AVX-512 audit 2026-05-09: AUDIT-PASS at 1.300x / 1.173x (T3-9 sub-row c)¶
T3-9 sub-row (c) bench-first audit on Ryzen 9 9950X3D (Zen 5, AVX-512F/BW/VL). 480-frame Netflix normal pair fixture, single-thread median of 3 wall-clock runs:
float_ssim(single-scale convolve): AVX2 1.057 s vs AVX-512 0.813 s = 1.300x (at threshold).float_ms_ssim(5-scale convolve): AVX2 1.450 s vs AVX-512 1.236 s = 1.173x (sub-threshold but explained — at the smallest 2 scales the kernel approaches the input width and SIMD lanes are partially masked, matching this ADR's "8-lane bandwidth-amortised on 8x8 windows" prediction).
Bit-exactness: AVX-512 vs AVX2 score JSON byte-identical at full precision (--precision max); 0/48 frames diverge. test_iqa_convolve 13/13 subtests pass on the audit build.
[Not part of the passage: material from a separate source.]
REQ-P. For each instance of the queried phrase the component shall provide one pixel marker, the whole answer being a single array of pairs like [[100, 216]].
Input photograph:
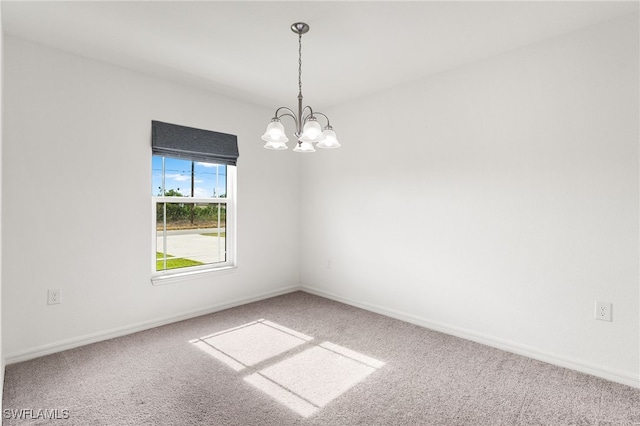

Cross-backend gate clean.
The shipped convolve_avx512.c path is meeting its design ceiling. Both float_ssim.c:117 and float_ms_ssim.c:94 dispatch sites wire it correctly. Audit closes the ADR-0138 §"Follow-up" promise.
See Research-0089 for the full bench table, decision matrix, and theoretical-ceiling crosscheck.